The Union Recorder

Local News

March 6, 2013

Peace Corps changes life of local student

MILLEDGEVILLE — Imagine living life for two years in a third world country without clean running water, being away from family and friends, facing a language barrier and trying to get well from a parasitic disease. Those were some of the challenges 26-year-old Brandon Avery faced during his experience as a girls education and empowerment volunteer in Togo, West Africa while with the Peace Corps.

A 2009 Georgia College graduate, Avery earned a degree in philosophy and a certificate in nonprofit management from the Nonprofit Student Leadership Alliance. He also served as a Baldwin High School YES (Youth Enrichment Services) program tutor.

“While I was working for the YES program, I learned about the Peace Corps and heard a lot of good things about it and how useful it could be,” Avery said. “After the application process, it took almost a year to get in. I had to pass a health clearance, background check and interviews. They then give you a host country and you have one week to accept or decline. I went in September 2010.”

During his two-month training period, Avery experienced culture shock while living with a host family and trying to perfect his French-speaking skills in order to integrate himself into the African culture and lifestyle.

“The language barrier was the biggest obstacle for a long time. It takes quite a while to feel truly comfortable and confident in the language. Getting sick was hard because for the most part you have to deal with it alone. If you get really sick then you can go to Peace Corps office in the capital and they will take care of you, but for most things you just have to take care of yourself,” he said. “The biggest [challenge] in the end turned out to just be isolation. The distance from friends and family is something that always hurts. You never get over that feeling of loneliness; you just learn how to carry it.”

Avery received around $280 each month in stipends to cover his living expenses, in which $20 covered his apartment rent and $5 for electricity.

“Food was also pretty cheap. If I ate street food I could get lunch for about 20 to 40 cents. Buying comfort food in the capital could get a little expensive, but was always worth it to get something that tastes like home,” he said. “I usually spent most of my money on traveling because the other volunteers were so far away. I was the only volunteer in a town in the mountains with about 6,000 people. I only had three people that lived within an hour’s travel time to where I lived. Everyone else was at least three hours away so we would spend a lot of our money on travel.”
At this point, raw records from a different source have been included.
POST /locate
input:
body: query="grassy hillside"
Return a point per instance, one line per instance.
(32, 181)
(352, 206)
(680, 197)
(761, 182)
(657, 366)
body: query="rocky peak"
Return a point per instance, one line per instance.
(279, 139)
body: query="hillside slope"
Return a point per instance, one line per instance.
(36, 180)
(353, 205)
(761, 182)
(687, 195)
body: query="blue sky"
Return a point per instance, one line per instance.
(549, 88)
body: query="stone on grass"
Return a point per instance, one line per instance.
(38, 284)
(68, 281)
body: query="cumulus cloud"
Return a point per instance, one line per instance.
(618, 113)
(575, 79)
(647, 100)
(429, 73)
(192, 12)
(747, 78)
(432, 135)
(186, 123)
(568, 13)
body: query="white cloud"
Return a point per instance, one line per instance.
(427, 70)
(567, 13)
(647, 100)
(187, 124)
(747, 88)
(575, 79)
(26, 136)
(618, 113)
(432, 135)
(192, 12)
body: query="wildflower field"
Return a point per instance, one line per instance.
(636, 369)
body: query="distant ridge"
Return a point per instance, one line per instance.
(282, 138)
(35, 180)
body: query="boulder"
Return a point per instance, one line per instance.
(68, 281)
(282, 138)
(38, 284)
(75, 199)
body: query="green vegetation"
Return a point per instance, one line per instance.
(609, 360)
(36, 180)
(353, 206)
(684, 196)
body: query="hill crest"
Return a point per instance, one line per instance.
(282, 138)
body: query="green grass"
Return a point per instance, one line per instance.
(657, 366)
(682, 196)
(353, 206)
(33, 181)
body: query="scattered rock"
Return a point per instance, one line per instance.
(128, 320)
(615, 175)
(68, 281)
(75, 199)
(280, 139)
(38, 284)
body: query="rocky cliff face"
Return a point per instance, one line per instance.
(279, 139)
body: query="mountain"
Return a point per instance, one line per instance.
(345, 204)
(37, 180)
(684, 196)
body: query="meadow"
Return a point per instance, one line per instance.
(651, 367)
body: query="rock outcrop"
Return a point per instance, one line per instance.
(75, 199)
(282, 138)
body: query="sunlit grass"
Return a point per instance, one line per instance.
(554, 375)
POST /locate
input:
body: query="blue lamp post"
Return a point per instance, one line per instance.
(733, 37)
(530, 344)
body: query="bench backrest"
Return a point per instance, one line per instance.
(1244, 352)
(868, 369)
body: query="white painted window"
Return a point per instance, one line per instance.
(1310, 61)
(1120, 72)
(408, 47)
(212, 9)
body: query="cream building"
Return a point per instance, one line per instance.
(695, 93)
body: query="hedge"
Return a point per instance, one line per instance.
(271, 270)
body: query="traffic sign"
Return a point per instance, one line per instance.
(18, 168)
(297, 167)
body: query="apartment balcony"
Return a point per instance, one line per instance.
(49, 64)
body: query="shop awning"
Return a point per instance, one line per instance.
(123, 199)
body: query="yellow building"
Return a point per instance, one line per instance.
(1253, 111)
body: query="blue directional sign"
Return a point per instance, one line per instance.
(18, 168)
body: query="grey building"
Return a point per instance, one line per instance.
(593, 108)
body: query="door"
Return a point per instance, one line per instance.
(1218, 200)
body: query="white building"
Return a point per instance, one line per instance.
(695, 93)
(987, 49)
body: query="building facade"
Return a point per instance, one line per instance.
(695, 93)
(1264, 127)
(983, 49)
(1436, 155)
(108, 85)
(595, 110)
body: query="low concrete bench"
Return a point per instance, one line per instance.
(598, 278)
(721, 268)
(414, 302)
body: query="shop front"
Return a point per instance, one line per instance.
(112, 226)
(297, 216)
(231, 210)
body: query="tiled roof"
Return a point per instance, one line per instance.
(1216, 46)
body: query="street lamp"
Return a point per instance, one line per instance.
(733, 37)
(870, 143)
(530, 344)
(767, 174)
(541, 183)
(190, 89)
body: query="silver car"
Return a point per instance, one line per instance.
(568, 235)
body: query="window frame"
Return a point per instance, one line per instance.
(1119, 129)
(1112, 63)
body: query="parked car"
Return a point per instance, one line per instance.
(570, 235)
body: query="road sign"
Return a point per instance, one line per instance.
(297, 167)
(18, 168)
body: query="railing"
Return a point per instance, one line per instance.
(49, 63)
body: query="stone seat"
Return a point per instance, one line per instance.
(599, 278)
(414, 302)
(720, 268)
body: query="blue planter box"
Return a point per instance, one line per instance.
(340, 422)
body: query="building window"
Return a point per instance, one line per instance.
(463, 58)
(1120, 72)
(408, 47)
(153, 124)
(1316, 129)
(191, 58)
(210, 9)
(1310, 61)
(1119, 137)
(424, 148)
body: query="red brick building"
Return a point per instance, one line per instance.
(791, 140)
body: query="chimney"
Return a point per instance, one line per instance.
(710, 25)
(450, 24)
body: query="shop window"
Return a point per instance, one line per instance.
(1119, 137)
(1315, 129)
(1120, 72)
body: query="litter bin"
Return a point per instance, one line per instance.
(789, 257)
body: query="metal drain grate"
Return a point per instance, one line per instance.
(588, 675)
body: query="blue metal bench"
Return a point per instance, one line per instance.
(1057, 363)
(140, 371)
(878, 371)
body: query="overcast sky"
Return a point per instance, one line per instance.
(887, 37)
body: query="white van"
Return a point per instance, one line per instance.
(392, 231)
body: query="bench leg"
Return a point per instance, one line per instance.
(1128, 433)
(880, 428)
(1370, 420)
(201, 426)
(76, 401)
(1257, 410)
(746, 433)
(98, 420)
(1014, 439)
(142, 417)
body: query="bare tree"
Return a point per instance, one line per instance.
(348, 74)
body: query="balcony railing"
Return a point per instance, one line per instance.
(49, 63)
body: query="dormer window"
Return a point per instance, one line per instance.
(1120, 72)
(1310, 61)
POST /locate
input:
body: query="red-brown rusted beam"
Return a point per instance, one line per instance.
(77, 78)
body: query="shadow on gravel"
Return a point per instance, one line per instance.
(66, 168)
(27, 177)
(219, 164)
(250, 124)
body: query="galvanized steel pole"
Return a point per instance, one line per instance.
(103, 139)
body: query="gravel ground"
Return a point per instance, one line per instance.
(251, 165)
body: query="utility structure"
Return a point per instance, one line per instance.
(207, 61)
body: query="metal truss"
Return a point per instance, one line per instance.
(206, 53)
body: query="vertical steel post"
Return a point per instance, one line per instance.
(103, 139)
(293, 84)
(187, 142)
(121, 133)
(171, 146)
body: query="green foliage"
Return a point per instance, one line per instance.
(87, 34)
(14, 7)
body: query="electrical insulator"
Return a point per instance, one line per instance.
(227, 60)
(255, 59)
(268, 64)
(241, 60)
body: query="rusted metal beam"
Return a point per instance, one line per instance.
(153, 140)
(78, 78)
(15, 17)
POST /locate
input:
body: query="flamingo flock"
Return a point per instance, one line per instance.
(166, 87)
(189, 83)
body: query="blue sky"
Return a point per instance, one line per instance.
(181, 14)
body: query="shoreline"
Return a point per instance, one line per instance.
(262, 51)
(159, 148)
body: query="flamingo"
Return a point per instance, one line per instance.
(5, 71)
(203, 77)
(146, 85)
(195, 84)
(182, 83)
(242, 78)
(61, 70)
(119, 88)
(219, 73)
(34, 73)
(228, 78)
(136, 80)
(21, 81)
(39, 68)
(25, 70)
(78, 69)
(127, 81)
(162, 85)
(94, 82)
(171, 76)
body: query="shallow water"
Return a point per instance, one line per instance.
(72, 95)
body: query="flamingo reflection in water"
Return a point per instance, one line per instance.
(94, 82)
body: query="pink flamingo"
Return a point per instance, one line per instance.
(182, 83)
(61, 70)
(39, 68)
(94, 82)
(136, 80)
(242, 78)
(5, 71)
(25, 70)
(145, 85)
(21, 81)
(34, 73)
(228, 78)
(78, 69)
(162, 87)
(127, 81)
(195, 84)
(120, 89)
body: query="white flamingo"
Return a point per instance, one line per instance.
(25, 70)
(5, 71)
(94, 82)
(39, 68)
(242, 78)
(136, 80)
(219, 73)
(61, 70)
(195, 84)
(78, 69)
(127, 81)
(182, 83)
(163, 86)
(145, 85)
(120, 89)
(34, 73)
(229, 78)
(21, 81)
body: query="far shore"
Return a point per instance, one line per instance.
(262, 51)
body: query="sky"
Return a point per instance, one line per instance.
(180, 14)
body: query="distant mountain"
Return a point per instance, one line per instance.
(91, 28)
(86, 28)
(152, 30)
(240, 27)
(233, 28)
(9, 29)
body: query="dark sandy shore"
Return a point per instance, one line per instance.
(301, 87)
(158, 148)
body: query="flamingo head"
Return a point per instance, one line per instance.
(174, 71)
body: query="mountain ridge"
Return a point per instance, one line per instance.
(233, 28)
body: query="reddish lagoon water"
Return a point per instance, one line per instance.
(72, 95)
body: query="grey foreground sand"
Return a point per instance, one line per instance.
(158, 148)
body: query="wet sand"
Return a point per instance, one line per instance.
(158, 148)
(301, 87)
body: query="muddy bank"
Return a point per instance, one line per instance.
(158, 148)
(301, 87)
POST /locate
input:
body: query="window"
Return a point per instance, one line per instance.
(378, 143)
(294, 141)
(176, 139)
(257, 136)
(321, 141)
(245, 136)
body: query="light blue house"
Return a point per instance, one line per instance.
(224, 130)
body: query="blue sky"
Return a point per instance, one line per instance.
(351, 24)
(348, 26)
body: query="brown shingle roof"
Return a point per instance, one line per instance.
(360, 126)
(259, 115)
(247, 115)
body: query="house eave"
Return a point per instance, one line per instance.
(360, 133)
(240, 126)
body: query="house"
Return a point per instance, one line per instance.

Given the nickname ‘Tsome Nanyo,’ meaning tomorrow will be better, Avery’s efforts while in Togo included establishing seven Community Development Committees and a citizen self-governing effort, was affiliated with the German embassy, leading a survey team to evaluate the World Health Organization’s anti-malaria bed-net distribution campaign, and coordinating and facilitating gender equality training conferences in support of Togolese professional women.

“In my program, we were trying to change gender norms and the perception of women in society, and helping girls secure their education to have a good life and be successful. The big problem in African countries is that women’s rights aren’t where they should be. Girls don’t get to go to school as much, they get stuck at home taking care of the household, and they have no voting rights. In some parts of the country, polygamy is practiced,” Avery said. “One of the biggest things I did there was with a program called Men As Partners. We would host a three-day training session and invite men and women from various industries and backgrounds. The common training would be to train teachers on gender equality issues, specifically covering topics on sexual harassment, reproductive health and HIV health prevention. It was a bigger challenge than your typical volunteer assignment, but the reward is so much more powerful and greater because of the difficulty.”

When returning home in September 2012, Avery said America seemed “exactly the same and totally alien at the same time.”

“Coming home is overwhelming. It’s very difficult to describe reverse culture shock. Your whole world gets turned upside down. There is so much advertising and things in your face that we’ve become desensitized to. When you get home you’re not used to it anymore and you experience total sensory overload,” he said. “The emotional shock didn’t hit me until the next day after I got home. Arriving in the airport and driving home felt like walking through a dream. I couldn’t sleep for the first week. I would just wake up at 6 a.m. and wander around my house like it was this bizarre museum of my own life. Everything is so much easier to do when you get back; it’s astounding. I would laugh every time I turned on my sink and hot water would come out. It was wonderful how proud everyone was. The welcome I received was amazing.”

While Avery is in the midst of settling in and trying to figure out his academic path, he not only misses the individuals he worked with in Togo, but also appreciates life’s simple pleasures.

“I appreciate the simple things like air conditioning and running water; I didn’t have either one of those things. I had to use a rain catch cistern and I had to filter the water through my shirt. We also had blackouts from power outages two or three times a week and sometimes for a couple of days,” he said. “The best experience I had was being involved in a summer camp for handicapped boys. Seeing these very shy boys who had felt different their entire lives get a chance to be around lots of other people like them; it was a privilege to experience. I grew really attached to the kids in my group. You could see such a huge difference in just a few days time.”